Bevor sie höflich ablehnen konnte, hatte er seinen Körper an ihren gepresst und ihr den Queue zwischen Finger und Daumen geklemmt. Olivia verkrampfte sich, als sich seine schweißfeuchte Hand um ihre Finger schloss. Es waren so viele Leute in dem Raum, dass sie ihm keine Szene machen konnte. Ihr Abteilungsleiter stand ganz in der Nähe und unterhielt sich mit den hohen Tieren des Unternehmens.
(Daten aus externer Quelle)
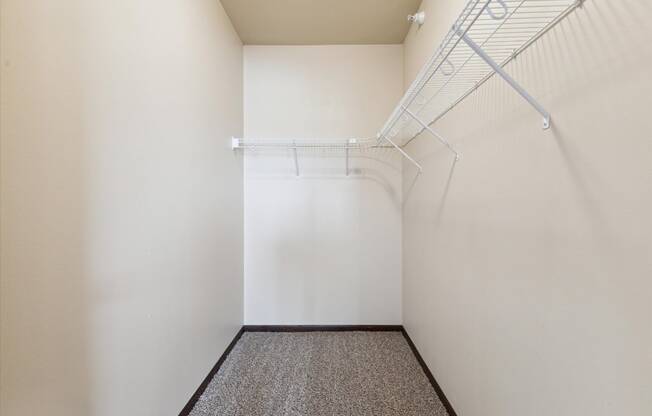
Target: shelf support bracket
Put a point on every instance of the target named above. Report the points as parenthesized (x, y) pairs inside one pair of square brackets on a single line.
[(405, 155), (431, 131), (504, 75), (296, 160)]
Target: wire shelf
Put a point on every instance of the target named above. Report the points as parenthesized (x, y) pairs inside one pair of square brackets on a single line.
[(313, 144), (500, 30)]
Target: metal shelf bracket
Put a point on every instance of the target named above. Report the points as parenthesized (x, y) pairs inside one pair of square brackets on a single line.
[(504, 75), (434, 133)]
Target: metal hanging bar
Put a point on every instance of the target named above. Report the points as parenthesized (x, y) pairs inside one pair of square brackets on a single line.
[(296, 159), (434, 133), (504, 75), (485, 36)]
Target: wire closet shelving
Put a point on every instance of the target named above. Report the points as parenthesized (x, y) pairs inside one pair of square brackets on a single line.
[(486, 36)]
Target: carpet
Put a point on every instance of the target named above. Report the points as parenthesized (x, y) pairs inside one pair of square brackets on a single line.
[(320, 373)]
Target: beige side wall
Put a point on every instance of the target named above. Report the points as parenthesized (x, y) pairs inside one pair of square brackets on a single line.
[(323, 248), (528, 268), (121, 226)]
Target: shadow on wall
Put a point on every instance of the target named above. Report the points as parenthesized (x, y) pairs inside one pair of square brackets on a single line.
[(379, 166)]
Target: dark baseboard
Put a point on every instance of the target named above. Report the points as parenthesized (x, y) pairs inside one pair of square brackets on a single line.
[(200, 390), (431, 378), (314, 328)]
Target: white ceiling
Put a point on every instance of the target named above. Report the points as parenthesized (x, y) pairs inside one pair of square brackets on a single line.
[(320, 22)]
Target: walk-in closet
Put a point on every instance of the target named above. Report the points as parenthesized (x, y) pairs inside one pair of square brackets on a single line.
[(325, 207)]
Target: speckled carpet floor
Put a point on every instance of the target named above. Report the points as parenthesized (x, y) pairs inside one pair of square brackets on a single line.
[(320, 373)]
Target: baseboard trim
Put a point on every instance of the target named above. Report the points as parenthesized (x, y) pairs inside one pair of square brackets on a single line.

Die anderen Praktikanten standen einfach nur da, bemerkten ihr Unbehagen, schwiegen aber. Der Mann aus der Buchhaltung drückte sich noch immer mit dem ganzen Körper an sie; sein nach Wodka und Limetten riechender Atem kondensierte auf ihrer Schulter.

Aber sie konnte sich nicht wehren.

Also riss sie sich zusammen, zählte bis zehn und sagte, sie müsse zur Toilette, woraufhin er sie endlich losließ.

In der Toilettenkabine redete sie sich ein, dass sie den Mund aufgemacht hätte, wenn sich diese Szene in der Öffentlichkeit abgespielt hätte. Sie hätte etwas unternommen. Hätte sich in einer Kneipe ein schmieriger älterer Mann an sie gedrückt, hätte sie ihn abgeschüttelt, ihn angebrüllt und das Lokal verlassen. Aber sie wusste, dass es ihr nichts bringen würde, eine Szene zu machen in einem Raum voller Leute, die ihr glänzende Empfehlungsschreiben ausstellen oder ihr – nach ihrem Abschluss – sogar einen prestigeträchtigen Job verschaffen konnten. Also spritzte sie sich etwas Wasser ins Gesicht, tat so, als wäre überhaupt nichts passiert, und machte einfach weiter.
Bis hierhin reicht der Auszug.